The Chinese government’s crackdown on lenders in tandem with its ongoing deleveraging campaign have led to a sharp decline in interbank assets within the Beijing banking sector.
According to the Beijing branch of the China Banking Regulatory Commission the Beijing banking sector’s total assets at the end of June were 21.2 trillion yuan, for decline of 1.8% compared to the start of the year, while total liabilities were 20.1 trillion yuan, for a decline of 1.9%.
Branch head Jiang Ping said that contraction in Beijing bank balance sheets was primarily the result of sharp drops in both interbank assets and debt, which posted drops of 29.6% and 13.5% respectively compared to the start of the year, following efforts by regulators to stymie the “empty circulation” of funds within the financial system.
These declines served to offset a rise in the loan balance of Beijing banks, which has increased 7.5% since the start of the year to reach 8.29 trillion yuan, as off-balance sheet business has made its way back onto balance sheet at the prompting of regulators.

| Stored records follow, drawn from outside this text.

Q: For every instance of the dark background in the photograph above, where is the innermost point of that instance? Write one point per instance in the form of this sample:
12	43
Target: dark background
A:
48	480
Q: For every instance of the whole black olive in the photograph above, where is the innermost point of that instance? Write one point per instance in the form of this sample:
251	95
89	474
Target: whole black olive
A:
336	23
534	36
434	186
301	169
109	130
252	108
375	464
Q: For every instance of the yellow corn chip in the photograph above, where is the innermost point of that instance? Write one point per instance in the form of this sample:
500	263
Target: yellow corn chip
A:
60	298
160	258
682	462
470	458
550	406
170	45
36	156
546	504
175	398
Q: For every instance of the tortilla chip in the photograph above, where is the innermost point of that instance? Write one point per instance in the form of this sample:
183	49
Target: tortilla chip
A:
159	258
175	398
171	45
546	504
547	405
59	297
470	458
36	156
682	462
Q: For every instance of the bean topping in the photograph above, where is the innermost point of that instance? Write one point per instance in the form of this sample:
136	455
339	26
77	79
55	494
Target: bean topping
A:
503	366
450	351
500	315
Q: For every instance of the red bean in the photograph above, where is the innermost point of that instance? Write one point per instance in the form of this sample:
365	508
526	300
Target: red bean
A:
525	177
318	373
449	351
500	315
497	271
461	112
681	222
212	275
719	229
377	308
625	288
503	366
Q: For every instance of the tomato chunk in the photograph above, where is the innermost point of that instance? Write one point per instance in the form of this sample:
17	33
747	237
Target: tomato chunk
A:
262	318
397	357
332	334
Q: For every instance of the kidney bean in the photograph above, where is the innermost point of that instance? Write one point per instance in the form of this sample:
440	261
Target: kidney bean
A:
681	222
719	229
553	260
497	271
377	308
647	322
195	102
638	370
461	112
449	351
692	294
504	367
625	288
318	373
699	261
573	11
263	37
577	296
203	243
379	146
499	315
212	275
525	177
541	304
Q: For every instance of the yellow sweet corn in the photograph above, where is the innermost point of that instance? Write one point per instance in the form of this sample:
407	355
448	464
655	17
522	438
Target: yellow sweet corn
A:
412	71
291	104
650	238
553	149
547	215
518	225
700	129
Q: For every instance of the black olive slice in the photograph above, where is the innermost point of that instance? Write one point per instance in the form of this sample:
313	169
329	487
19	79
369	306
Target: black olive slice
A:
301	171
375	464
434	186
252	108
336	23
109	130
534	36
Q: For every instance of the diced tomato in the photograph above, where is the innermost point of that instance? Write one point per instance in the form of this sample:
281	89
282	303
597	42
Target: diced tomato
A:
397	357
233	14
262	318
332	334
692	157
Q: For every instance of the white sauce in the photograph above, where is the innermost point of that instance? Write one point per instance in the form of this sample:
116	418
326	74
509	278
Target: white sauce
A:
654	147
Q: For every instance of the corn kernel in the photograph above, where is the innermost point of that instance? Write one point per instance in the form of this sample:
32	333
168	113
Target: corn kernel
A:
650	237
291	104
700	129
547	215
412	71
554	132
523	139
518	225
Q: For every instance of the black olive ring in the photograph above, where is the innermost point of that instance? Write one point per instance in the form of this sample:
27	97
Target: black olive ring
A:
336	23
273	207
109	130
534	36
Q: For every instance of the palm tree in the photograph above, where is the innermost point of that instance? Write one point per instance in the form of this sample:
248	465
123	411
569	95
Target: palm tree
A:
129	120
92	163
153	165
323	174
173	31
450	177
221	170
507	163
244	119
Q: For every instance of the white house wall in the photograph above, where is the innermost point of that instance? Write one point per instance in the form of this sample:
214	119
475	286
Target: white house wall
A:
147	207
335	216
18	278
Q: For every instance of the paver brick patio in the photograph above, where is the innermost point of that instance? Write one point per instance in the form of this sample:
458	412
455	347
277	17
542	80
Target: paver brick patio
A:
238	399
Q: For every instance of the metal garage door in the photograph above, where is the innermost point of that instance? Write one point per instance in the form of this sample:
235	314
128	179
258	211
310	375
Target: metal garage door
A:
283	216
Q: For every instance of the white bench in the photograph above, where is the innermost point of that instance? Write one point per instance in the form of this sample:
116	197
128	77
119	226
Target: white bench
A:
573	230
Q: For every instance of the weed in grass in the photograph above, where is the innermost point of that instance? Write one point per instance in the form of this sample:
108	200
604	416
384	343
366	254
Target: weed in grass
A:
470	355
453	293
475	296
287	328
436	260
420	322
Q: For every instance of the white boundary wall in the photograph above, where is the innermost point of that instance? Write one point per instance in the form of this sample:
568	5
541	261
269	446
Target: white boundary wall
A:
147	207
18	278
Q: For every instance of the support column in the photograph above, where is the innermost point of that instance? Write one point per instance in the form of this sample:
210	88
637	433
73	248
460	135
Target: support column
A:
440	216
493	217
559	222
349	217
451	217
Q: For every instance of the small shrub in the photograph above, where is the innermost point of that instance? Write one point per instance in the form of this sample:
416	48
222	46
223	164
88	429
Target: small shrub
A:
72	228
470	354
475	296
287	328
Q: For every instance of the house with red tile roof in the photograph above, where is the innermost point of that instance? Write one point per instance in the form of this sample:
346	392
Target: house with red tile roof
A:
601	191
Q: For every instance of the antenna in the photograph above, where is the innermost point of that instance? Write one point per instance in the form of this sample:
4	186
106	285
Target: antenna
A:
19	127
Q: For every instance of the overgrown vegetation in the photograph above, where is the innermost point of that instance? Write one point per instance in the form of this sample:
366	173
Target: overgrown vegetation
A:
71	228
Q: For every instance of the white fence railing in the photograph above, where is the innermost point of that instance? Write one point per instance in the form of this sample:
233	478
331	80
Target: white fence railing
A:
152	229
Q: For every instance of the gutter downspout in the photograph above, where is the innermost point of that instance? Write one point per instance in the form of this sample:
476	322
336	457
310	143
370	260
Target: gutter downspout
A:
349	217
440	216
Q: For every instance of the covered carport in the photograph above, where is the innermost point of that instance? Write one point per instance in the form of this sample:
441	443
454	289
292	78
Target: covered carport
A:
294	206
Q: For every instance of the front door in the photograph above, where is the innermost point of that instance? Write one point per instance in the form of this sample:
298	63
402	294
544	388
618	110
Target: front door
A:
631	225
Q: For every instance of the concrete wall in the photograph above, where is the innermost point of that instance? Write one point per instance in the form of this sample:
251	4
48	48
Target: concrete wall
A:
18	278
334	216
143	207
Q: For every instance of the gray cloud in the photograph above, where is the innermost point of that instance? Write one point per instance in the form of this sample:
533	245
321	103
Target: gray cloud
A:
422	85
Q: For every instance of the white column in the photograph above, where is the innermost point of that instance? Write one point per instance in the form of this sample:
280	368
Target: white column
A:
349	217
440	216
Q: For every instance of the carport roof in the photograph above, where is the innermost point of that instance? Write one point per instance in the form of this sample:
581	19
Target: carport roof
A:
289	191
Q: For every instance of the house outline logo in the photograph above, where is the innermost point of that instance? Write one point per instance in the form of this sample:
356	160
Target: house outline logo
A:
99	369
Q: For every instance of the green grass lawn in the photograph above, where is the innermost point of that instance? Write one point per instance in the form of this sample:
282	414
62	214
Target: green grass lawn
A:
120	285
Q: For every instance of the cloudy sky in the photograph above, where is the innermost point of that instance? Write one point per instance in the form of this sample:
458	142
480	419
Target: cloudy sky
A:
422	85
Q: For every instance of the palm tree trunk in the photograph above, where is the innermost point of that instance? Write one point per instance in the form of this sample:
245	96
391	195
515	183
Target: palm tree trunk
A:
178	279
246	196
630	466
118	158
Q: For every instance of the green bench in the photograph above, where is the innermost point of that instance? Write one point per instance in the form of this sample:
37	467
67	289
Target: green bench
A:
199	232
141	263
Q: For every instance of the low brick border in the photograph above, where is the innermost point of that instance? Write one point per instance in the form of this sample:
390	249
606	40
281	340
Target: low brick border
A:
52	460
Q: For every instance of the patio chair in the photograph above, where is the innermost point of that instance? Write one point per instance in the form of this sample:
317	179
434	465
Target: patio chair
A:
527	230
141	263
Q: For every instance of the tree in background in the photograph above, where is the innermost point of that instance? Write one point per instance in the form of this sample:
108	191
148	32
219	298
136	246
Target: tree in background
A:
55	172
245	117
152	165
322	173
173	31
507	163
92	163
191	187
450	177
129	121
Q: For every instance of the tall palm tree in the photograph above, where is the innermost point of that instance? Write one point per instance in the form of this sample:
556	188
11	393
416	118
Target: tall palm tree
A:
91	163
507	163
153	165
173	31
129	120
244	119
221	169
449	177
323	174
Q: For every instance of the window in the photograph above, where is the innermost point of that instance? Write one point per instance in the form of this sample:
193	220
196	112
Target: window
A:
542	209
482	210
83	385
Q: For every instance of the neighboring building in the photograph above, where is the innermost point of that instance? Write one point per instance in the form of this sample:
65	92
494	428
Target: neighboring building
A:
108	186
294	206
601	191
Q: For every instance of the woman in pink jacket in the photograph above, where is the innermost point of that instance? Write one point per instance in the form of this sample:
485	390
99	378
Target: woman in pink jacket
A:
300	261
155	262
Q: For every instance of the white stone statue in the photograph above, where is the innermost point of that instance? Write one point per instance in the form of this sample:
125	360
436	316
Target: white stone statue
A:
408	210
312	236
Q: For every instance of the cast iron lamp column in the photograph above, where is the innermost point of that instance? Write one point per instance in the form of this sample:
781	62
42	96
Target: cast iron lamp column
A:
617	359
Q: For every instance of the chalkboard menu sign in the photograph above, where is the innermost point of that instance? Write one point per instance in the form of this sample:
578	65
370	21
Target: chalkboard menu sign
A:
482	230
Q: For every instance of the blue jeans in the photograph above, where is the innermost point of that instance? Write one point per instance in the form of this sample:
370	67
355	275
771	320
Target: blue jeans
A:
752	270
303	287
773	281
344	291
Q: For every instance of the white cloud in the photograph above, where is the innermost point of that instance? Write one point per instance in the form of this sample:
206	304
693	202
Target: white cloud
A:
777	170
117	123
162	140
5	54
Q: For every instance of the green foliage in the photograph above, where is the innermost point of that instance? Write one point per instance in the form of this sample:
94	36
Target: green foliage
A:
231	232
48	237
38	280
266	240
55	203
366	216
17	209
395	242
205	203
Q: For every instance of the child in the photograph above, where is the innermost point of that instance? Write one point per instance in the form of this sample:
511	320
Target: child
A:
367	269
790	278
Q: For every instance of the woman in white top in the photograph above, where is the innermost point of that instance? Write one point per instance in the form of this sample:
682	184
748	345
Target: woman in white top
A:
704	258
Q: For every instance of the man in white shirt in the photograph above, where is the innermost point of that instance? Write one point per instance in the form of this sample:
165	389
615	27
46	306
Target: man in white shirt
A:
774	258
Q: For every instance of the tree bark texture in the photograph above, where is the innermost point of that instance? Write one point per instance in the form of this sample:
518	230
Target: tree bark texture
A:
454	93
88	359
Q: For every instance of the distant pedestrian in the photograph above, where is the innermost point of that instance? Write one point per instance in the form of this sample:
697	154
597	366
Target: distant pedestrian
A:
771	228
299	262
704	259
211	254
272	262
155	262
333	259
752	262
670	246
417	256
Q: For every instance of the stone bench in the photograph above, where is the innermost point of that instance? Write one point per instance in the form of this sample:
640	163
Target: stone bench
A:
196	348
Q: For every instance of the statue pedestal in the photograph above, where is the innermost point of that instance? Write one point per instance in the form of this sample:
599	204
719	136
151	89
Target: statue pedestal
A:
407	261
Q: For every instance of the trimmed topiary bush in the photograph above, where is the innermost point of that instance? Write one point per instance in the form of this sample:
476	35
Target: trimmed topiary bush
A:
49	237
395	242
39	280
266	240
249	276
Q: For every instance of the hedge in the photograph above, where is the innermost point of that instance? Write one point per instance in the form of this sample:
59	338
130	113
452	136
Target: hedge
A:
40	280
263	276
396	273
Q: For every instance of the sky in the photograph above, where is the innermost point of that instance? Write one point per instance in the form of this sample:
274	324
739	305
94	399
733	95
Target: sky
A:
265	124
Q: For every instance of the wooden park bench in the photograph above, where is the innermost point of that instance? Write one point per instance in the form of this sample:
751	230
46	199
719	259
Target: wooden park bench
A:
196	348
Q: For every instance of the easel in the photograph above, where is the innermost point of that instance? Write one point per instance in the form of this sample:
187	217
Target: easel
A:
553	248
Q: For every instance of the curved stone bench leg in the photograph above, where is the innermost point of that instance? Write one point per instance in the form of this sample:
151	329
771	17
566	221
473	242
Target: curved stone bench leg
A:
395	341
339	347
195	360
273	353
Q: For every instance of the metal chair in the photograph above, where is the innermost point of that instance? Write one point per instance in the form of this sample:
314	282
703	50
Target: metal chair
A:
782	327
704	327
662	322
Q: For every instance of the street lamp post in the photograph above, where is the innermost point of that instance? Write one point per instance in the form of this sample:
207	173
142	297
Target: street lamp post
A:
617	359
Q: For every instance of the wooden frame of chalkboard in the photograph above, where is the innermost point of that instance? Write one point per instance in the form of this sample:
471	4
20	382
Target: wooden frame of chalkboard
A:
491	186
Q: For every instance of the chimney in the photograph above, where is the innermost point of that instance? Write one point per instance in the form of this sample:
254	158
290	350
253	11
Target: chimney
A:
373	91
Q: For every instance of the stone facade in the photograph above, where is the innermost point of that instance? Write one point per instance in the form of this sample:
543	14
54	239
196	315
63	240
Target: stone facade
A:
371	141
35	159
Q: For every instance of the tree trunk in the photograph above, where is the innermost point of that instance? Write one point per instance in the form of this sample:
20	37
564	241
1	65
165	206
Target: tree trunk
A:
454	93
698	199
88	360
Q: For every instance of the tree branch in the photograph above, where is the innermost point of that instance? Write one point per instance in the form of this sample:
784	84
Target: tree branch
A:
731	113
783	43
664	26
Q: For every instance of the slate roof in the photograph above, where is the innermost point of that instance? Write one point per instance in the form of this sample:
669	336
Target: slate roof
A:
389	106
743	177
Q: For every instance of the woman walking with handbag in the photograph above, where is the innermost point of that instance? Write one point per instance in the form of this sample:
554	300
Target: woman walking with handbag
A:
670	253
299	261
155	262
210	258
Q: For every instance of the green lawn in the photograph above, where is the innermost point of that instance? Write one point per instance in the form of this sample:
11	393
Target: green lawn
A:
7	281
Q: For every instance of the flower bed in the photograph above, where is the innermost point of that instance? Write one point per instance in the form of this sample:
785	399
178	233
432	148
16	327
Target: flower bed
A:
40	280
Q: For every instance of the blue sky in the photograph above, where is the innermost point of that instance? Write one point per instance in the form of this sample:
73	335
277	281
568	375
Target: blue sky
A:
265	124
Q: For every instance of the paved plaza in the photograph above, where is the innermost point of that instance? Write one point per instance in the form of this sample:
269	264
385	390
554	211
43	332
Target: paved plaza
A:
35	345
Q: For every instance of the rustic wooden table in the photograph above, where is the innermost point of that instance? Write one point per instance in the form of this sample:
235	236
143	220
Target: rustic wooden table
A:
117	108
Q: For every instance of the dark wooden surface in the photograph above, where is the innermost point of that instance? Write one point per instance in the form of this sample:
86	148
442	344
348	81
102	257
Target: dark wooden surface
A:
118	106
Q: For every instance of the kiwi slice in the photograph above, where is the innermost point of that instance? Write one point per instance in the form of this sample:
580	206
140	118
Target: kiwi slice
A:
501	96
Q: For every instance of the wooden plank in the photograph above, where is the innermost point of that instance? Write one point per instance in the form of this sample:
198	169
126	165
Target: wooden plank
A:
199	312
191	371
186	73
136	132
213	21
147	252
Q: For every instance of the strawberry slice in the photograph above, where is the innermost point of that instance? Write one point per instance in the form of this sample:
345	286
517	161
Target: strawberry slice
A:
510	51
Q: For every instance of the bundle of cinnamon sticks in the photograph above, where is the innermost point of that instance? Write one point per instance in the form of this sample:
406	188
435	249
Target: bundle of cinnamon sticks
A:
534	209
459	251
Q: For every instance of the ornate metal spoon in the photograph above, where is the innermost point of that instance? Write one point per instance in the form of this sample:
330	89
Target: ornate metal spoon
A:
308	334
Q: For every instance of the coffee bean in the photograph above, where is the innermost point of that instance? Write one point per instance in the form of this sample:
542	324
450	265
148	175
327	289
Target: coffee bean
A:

The Beijing banking sector is considered to be key bellwether of the Chinese banking in general, with the capital city accounting for 9% of the country’s total banking sector balance sheet of more than 200 trillion yuan.
Figures provided by Caixin indicate that funds raised by Beijing banks via wealth management service in the first half saw a near 400 billion yuan decline compared to the same period last year.
Funds raised using wealth management products during the period – a key staple of China’s shadow banking sector, dropped 66.58 billion yuan compared to the same period last year, for a 33.8% decline.
Sources close to regulators say that a key reason for the sharp drop in wealth management funds has been a continuous rise in the cost of WMP issuance, prompting some financial institutions to slash operations.
Heightened scrutiny of WMP’s has also been a major factor, with banks now required off-balance sheet business in their macro-prudential assessments.
A third factor has been tighter liquidity resulting from the central government’s deleveraging campaign, which served to restrain investors.
The drop in interbank assets and modest contraction in balance sheets has done nothing to dent the profitability of Beijing lenders, however, with Jiang Ping pointing out that first half profits increased nearly 14%year-on-year to hit 130 billion yuan, for an acceleration in growth of 0.9 percentage points.
According to CBRC’s data Beijing banks have also seen a modest contraction in their non-performing loan levels to 30 billion yuan, for a year-on-year decline of 0.22%, and an NPL ratio of 0.37%.